Intel® Moderncode for Parallel Architectures
Support for developing parallel programming applications on Intel® Architecture.
1697 Discussions

Performance decrease of parallel code for large set of data

gregor_seitlinger
1,588 Views
I've written a simple parallel matrix-vector multiplication using OpenMP.

[fortran]!Parallel matrix-vector multiplication, row packed matrix

    !$OMP PARALLEL DEFAULT(SHARED) NUM_THREADS(4)
    !$OMP DO SCHEDULE(DYNAMIC) PRIVATE(i,j,itn,Sum)
    do i=1,n
        Sum = 0.
        itn = (i-1)*n
        do j=1,n
            Sum = Sum + A(itn+j)*x(j)
        end do
        y(i) = Sum
    end do
    !$OMP END DO NOWAIT
    !$OMP END PARALLEL[/fortran]

With an Intel Q6600 I get a serial to parallel time ratio of nearly 4, with a matrix size of 1000x1000.
When I increase the matrix size to 2000x2000 this ratio goes down to ~1.4.
What might be causing this dramatic decrease of parallel performance compared to the serial performance?

Gregor Seitlinger
0 Kudos
1 Solution
jimdempseyatthecove
Honored Contributor III
1,588 Views
The Q6600 has 2x 4MB L2 cache.

When your data set fits within the cache then the cores do not contend with RAM access.
You did not indicate if your arry A (and/or a, y) are REAL(4) or REAL(8).

REAL(4) A(1000,1000) is 4MB (don't know the sizes of arrays x and y (probably 1000))
REAL(4) A(2000,2000) is 16MB (don't know the sizes of arrays x and y (probably 2000))

REAL(8) A(1000,1000) is 8MB (most of A fits)

When you exceed the cache capacity, then all threads get in line for memory access to RAM.

Jim Dempsey


View solution in original post

0 Kudos
11 Replies
TimP
Honored Contributor III
1,588 Views
You're probably seeing a loss of cache locality. If you aren't setting affinity so as to keep adjacent threads together on a shared cache, doing so may raise the point at which cache misses become significant.
0 Kudos
gregor_seitlinger
1,588 Views
Thanks for your reply.
I've now tried using the environment variable KMP_AFFINITY with a range of options, from compact, to scatter and even to specific proclists, but none of them improved the computation time.
I'd be very grateful for any further suggestions what might be causing the slow down of my parallel code.
0 Kudos
jimdempseyatthecove
Honored Contributor III
1,589 Views
The Q6600 has 2x 4MB L2 cache.

When your data set fits within the cache then the cores do not contend with RAM access.
You did not indicate if your arry A (and/or a, y) are REAL(4) or REAL(8).

REAL(4) A(1000,1000) is 4MB (don't know the sizes of arrays x and y (probably 1000))
REAL(4) A(2000,2000) is 16MB (don't know the sizes of arrays x and y (probably 2000))
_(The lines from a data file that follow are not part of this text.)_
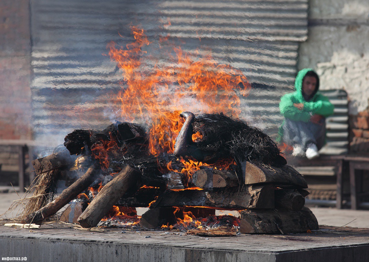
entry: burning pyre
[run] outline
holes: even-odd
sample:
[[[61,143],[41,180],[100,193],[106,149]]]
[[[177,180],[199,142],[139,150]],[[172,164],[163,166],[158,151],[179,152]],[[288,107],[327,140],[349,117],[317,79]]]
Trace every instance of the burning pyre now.
[[[87,227],[139,223],[146,228],[180,230],[238,228],[239,218],[217,217],[215,209],[274,207],[274,190],[280,188],[245,185],[247,165],[276,171],[271,166],[286,164],[272,139],[238,119],[239,96],[251,88],[246,77],[210,56],[196,57],[177,47],[173,48],[173,62],[146,70],[144,47],[151,43],[143,30],[131,29],[133,42],[107,47],[123,74],[121,90],[112,99],[120,107],[121,121],[102,130],[79,129],[66,136],[64,145],[74,158],[58,168],[71,186],[59,198],[69,199],[75,188],[89,186],[73,198],[88,204],[78,218]],[[188,98],[190,103],[184,103]],[[41,170],[44,161],[38,160],[34,166]],[[295,175],[293,169],[287,170],[289,176]],[[301,183],[296,188],[307,187]],[[269,192],[262,193],[265,200],[260,200],[264,192]],[[103,206],[110,210],[94,211],[96,203],[104,201],[102,194],[118,197],[113,195],[114,203]],[[139,207],[150,208],[142,218],[135,208]],[[25,214],[25,220],[41,222],[54,211],[46,207]],[[99,212],[103,214],[96,215]]]

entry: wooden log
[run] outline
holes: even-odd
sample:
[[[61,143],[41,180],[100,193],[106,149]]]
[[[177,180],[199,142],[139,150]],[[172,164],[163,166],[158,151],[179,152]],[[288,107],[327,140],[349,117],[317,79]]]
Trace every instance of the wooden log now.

REAL(8) A(1000,1000) is 8MB (most of A fits)

When you exceed the cache capacity, then all threads get in line for memory access to RAM.

Jim Dempsey


0 Kudos
gregor_seitlinger
1,588 Views
Thank you!
This explains why the code behaves the way it does.
So I guess there is not much I can do the improve performance for large data sets other then getting a CPU with more cache.
0 Kudos
Tudor
New Contributor I
1,588 Views
Have you tried changing you scheduling to static? Maybe dynamic scheduling bounces data around too much. Anyway, in this algorithm, dynamic scheduling doesn't bring any benefit since there is no potential load-unbalance between what each thread executes.
0 Kudos
jimdempseyatthecove
Honored Contributor III
1,588 Views
>>So I guess there is not much I can do the improve performance for large data sets other then getting a CPU with more cache.

See if you can tile the operation

Example: Perform the A(2000,2000) in 4 tiles:

outputs for:

A(1:1000,1:1000)
A(1001:2000,1:1000)
A(1:1000,1001:2000)
A(1001:2000,1001:2000)

(remember not to overwrite any elements in output A that are to be used as input for a different tile)

Then see what 8 tile partitions perform like;

On Q6600 the last level cache is L2 at 4MB
But on other processors L2 may be 1MB (or smaller) and all cores share larger L3. Depending on what you do smaller tiles can fit in L2... but there is no free lunch, you will incur additional thread synchronization. Experiment. What works best on one processor may not work best on a different design.

Jim Dempsey
0 Kudos
gregor_seitlinger
1,588 Views
Thanks for the suggestions.

@ #5
You are right static scheduling is for this type of operation quite a bit faster than dynamic scheduling, but with large matrices the performance of the parallel code still suffers, so having to access slower memory is mostly likely the case for the loss in parallel performance.

@ #6
I've tried several different tiling approaches and different tile sizes but the performance is pretty much the same for all the tiling variations or no tiling. I guess because the matrix I'm using is row packed (1 dimension), and because I only have to use each matrix element once (matrix-vector product) I don't see an improvement from manual tiling.
On a related note, does the Intel Fortran compiler do automatic tiling when optimizing code?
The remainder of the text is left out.